Per il problema della conservazione dei documenti digitali l’obbligo di deposito legale nelle biblioteche nazionali centrali(a Roma e a Firenze in italia) non risulta essere abbastanza efficace e richiede la cooperazione tra le biblioteche, gli autori, gli editori e i cosiddetti soggetti pubblici: università, centri di ricerca etc...
Chiaramente la conservazione dei documenti,  la garanzia di autenticità e la loro persistenza - questi gli obbietivi del deposito legale- non devono invadere e violare la privacy di enti o persone coinvolti nei materiali depositati e devono rispettare <<il diritto morale>> per chi effettua una ricerca <<di non essere costretti a recuperare informazioni errate o obsolete >>[1].       
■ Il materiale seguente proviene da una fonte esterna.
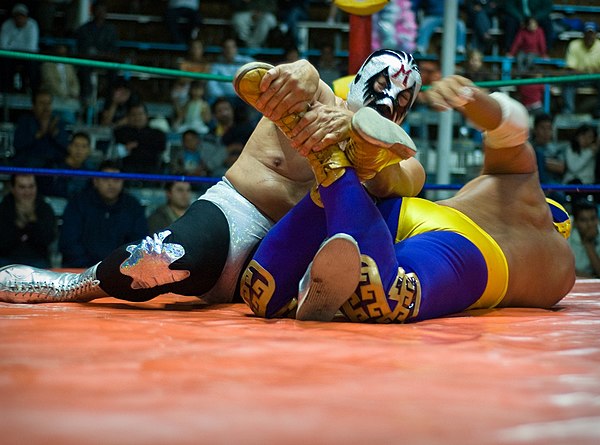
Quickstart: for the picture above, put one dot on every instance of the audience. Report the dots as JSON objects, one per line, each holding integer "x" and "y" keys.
{"x": 515, "y": 13}
{"x": 27, "y": 225}
{"x": 433, "y": 17}
{"x": 528, "y": 44}
{"x": 77, "y": 158}
{"x": 96, "y": 39}
{"x": 138, "y": 145}
{"x": 583, "y": 57}
{"x": 584, "y": 240}
{"x": 60, "y": 80}
{"x": 100, "y": 219}
{"x": 549, "y": 153}
{"x": 19, "y": 33}
{"x": 253, "y": 20}
{"x": 226, "y": 65}
{"x": 178, "y": 195}
{"x": 40, "y": 136}
{"x": 120, "y": 98}
{"x": 195, "y": 113}
{"x": 183, "y": 19}
{"x": 480, "y": 14}
{"x": 395, "y": 26}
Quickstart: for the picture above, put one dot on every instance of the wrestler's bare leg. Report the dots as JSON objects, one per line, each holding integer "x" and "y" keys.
{"x": 507, "y": 201}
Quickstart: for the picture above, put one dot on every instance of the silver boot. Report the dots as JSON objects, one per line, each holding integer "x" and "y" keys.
{"x": 26, "y": 284}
Successivamente Ridi elabora un modello di integrazione razionale del docuverso digitale rappresentato da un triangolo costituito dagli open archives, che potrebbero crescere notevolmente in futuro, dai periodici elettronici, che abbandonerebbero il doppio binario analogico/digitale e, superando l’abituale e secolare identità di periodico, creerebbero degli archivi chiusi contenenti articoli revisionati e selezionati, dando maggior risalto alla qualità, e infine dalle bibliografie.<<Al centro di questo triangolo documentario si collocherebbero le biblioteche digitali>>[1] i cui compiti di conservazione, di selezione e di organizzazione sarebbero implementati grazie all’armonia delle lore interfacce con gli altri lati del triangolo. Nella parte finale dell’opera, l’autore introduce la teoria della biblioteca come conversazione elaborata da David Lankes, confrontandola al proprio paradigma ipertestuale, reputato più convincente in quanto nella prima metafora <<scompare la fondamentale dimensione documentaria delle biblioteche >>[1], essa indica ciò che la biblioteca fa ma non ciò che è, mentre l’ipertesto <<copre sia l’aspetto della comunicazione che quello della documentazione>>. <<La biblioteca è un mezzo, non un fine>>[1] : sembrerebbe che gli obiettivi canonici delle biblioteche, <<selezionare, conservare, organizzare e rendere disponibili>> documenti, oggi, per diverse esigenze, stiano per aumentare, accogliendo anche<<la loro produzione, manipolazione e pubblicazione>>[1]. <<Sembra profilarsi all’orizzonte il momento in cui le biblioteche decidano di superare, nell’erogazione dei propri servizi, il confine fra lettura e scrittura>>[1]. Delineare quando, come e in quali direzioni avverrano i cambiamenti intravisti è ancora del tutto affidato all’incertezza, ma ciò che di sicuro si può dire è che questa è un’epoca di forti sperimentazioni e rivoluzioni.

  1. ^ a b c d e f g h i j k l m n o p q r s t u Biblioteca come ipertesto.